Keine willkürliche Vorgehensweise des Beklagten

Das Gericht hat in seinem Beschluss die Auffassung des Landgerichts bestätigt, dass zwischen dem Kläger und dem Beklagten ein Kaufvertrag zustande gekommen ist und der Beklagte dadurch, dass er die Erfüllung des Kaufvertrags verweigert hat, dem Kläger grundsätzlich zum Schadensersatz verpflichtet ist. Jedoch sei das Bestehen des Klägers auf der Durchführung des Vertrages und die Geltendmachung eines Schaden­s­er­satz­an­spruches im konkreten Einzelfall rechts­miss­bräuchlich im Sinne des § 242 BGB. Nach dieser Vorschrift ist der Schuldner verpflichtet, die Leistung so zu bewirken, wie Treu und Glauben es mit Rücksicht auf die Verkehrssitte erfordern.
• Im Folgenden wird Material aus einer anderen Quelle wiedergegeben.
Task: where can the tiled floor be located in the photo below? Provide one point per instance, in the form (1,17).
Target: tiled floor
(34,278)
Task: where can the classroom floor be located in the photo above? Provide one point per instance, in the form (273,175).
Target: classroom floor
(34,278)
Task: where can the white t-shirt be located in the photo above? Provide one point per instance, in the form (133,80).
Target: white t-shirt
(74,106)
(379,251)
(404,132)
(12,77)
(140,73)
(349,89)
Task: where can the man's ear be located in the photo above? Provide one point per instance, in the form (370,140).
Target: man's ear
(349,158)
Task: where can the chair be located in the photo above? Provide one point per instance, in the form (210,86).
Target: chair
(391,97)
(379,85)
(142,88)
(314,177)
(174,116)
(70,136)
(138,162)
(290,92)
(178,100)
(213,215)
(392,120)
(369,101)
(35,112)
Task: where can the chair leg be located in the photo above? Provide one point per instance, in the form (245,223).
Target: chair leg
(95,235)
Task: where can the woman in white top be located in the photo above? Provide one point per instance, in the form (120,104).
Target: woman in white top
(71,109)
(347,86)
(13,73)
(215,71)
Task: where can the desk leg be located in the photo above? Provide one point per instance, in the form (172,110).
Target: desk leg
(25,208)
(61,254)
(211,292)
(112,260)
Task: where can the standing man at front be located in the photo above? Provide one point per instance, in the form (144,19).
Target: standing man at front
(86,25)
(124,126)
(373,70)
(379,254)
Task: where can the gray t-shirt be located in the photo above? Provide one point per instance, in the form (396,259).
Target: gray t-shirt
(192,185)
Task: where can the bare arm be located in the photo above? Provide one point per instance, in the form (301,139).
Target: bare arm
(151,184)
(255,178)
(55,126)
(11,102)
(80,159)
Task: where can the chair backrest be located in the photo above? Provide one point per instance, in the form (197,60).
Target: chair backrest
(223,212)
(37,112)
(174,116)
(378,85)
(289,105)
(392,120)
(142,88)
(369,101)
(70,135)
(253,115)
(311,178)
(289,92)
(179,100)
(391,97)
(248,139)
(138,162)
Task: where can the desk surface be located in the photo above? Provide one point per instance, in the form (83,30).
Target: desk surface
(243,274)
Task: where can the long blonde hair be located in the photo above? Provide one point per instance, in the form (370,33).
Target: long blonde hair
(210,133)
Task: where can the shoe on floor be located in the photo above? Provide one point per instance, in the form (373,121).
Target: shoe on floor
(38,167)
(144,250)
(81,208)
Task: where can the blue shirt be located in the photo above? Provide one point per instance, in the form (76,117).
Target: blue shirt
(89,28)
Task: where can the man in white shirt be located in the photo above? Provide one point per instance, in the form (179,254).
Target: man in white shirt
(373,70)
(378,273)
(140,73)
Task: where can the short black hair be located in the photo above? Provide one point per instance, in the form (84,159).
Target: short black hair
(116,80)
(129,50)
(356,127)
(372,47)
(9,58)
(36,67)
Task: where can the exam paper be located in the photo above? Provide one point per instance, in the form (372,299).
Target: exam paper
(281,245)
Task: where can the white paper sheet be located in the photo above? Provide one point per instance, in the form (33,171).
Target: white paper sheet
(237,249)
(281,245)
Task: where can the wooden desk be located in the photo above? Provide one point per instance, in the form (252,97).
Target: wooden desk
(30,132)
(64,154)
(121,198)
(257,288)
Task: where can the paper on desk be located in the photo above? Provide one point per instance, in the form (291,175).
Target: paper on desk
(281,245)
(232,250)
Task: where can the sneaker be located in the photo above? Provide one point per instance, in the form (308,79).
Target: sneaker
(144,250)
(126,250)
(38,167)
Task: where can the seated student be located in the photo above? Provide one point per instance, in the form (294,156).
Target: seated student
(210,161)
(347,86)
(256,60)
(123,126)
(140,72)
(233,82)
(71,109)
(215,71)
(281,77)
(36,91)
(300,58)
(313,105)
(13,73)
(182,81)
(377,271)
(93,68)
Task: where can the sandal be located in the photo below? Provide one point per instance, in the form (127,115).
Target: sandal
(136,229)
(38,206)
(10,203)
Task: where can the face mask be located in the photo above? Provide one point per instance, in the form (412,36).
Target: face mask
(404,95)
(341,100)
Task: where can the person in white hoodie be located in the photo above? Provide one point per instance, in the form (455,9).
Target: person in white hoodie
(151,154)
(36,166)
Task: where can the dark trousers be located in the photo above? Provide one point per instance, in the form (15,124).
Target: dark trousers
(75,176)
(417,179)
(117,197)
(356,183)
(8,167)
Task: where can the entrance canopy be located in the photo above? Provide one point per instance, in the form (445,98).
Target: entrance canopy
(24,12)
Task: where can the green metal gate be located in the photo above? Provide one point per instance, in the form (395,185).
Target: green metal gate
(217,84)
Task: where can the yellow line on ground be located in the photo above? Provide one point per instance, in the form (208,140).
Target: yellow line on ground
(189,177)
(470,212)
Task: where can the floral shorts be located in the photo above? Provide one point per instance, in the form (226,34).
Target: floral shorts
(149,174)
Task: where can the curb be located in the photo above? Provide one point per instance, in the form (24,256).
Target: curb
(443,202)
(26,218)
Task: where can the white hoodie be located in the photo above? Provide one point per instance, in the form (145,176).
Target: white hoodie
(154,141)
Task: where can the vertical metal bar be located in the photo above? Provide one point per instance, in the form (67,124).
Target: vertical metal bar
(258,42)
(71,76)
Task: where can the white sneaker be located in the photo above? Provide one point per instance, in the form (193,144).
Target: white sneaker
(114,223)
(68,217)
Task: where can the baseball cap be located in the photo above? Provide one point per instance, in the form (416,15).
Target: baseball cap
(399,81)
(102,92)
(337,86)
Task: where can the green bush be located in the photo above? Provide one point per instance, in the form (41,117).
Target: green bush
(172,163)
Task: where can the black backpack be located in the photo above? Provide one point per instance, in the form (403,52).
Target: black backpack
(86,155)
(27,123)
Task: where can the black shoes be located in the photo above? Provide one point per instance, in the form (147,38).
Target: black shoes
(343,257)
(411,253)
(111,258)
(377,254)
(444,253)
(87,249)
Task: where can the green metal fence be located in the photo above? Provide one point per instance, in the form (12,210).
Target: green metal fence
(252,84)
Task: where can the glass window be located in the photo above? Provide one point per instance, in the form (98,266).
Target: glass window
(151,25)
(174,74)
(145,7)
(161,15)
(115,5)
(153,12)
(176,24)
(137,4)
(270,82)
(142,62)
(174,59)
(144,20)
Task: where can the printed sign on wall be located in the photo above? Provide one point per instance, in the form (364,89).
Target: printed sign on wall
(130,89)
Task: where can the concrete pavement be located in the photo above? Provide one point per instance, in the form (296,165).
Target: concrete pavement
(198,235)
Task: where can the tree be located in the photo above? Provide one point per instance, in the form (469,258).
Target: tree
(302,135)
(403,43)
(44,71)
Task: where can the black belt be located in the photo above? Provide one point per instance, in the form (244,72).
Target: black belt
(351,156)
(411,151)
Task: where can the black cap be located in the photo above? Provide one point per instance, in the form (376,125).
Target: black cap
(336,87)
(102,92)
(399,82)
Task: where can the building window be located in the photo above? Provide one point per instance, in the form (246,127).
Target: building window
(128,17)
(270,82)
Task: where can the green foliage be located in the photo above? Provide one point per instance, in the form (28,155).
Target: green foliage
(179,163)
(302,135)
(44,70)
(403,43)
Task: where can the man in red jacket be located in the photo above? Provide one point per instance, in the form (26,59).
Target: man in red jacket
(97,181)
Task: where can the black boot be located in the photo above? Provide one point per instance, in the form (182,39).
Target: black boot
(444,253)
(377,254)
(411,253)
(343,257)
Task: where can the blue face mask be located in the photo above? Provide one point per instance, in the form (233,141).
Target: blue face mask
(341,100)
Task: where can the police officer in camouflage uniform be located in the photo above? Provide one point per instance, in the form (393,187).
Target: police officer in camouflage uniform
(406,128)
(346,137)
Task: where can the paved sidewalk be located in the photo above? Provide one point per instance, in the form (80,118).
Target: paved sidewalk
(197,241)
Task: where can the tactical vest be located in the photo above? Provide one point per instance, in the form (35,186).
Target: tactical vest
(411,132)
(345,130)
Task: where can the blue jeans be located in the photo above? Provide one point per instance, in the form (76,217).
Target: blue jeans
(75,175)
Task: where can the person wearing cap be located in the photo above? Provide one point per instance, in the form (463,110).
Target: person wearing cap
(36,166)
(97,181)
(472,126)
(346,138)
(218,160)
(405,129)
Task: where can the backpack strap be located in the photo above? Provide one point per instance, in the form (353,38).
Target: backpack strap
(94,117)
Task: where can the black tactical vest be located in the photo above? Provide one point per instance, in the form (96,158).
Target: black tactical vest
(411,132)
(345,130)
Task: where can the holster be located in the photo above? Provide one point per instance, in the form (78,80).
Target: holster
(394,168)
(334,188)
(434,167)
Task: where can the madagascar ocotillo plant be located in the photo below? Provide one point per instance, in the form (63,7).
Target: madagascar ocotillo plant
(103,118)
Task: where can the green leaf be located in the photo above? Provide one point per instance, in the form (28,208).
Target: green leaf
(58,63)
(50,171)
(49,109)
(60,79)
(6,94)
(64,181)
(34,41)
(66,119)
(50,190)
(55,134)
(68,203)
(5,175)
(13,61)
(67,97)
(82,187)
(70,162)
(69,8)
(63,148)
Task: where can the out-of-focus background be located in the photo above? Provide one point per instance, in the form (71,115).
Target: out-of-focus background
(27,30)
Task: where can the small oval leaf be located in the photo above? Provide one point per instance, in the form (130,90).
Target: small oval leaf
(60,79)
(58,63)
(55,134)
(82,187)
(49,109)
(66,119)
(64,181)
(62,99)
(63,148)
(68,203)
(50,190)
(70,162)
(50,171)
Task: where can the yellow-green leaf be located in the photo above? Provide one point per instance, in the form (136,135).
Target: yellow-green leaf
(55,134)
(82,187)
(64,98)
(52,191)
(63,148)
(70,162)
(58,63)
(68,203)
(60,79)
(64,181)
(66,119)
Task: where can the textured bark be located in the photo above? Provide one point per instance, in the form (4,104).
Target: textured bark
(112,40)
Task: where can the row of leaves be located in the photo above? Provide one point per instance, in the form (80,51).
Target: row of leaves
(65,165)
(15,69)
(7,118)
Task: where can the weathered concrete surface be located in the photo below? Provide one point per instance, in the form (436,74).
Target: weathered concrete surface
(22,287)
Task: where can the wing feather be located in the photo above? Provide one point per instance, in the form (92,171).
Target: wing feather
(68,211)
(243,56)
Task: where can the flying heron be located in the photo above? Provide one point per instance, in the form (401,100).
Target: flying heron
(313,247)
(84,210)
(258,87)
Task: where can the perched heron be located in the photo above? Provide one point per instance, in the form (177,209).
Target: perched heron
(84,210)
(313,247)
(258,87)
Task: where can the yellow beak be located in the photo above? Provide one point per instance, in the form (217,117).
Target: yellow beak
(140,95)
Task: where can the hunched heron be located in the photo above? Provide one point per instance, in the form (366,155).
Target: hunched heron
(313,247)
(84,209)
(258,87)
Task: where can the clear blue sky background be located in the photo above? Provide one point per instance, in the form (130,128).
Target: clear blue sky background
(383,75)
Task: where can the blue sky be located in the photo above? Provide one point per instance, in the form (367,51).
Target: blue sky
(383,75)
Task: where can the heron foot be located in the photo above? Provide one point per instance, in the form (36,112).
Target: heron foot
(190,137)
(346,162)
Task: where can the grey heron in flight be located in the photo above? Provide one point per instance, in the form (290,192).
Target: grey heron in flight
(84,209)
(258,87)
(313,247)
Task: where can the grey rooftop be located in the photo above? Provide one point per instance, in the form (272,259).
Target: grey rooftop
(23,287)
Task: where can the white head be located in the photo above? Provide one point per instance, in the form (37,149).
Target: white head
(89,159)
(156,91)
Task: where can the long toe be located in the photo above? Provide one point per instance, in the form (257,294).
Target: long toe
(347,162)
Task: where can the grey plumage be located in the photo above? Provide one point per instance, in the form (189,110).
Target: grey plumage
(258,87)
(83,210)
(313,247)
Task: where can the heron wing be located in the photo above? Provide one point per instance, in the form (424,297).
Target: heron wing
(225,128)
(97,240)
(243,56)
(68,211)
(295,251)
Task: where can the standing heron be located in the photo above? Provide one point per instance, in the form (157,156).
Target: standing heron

Wie der Senat ausgeführt hat, muss die Annahme eines Rechts­miss­brauchs aus Gründen der Rechts­si­cherheit auf Ausnahmefälle beschränkt bleiben. Ein solcher Ausnahmefall liege hier vor. Der Beklagte habe die Auktion bereits nach einem kurzen Zeitraum abgebrochen. Eine willkürliche Vorgehensweise des Beklagten bei einem gleichzeitig besonderen Schutzbedürfnis des Klägers sei nicht zu erkennen. Es sei auch nicht erkennbar, dass dem Beklagten ein Abbruch der Auktion möglich gewesen wäre, noch bevor ein Angebot abgegeben worden sei. Der Kaufpreis von 5,50 EUR bei einem vom Kläger selbst angegebenen Wert des Fahrzeuges von zumindest 75.005,50 EUR bewege sich nicht mehr im Bereich eines „Schnäppchens”, d.h. eines besonders günstigen aber doch noch im erwartbaren Rahmen liegenden Preises. Vielmehr liege für den verständigen Betrachter ein nur noch als extrem zu bezeichnendes Missverhältnis zwischen dem gebotenen Preis und dem Wert der Sache vor. Bei der Durchführung der Auktion über die gesamte Bietezeit wäre ein Erlös erzielt worden, der das Höchstgebot des Klägers von 5,50 EUR und auch sein Maximalgebot von 1.100,00 EUR bei weitem überschritten hätte. Dies zeige sich auch daran, dass der Beklagte das Fahrzeug sofort erneut eingestellt und zehn Tage später einen Erlös von 73.450,00 EUR erzielt habe. Der Kläger könne deshalb nach den Umständen des konkreten Einzelfalls keinen Schadensersatz vom Beklagten verlangen.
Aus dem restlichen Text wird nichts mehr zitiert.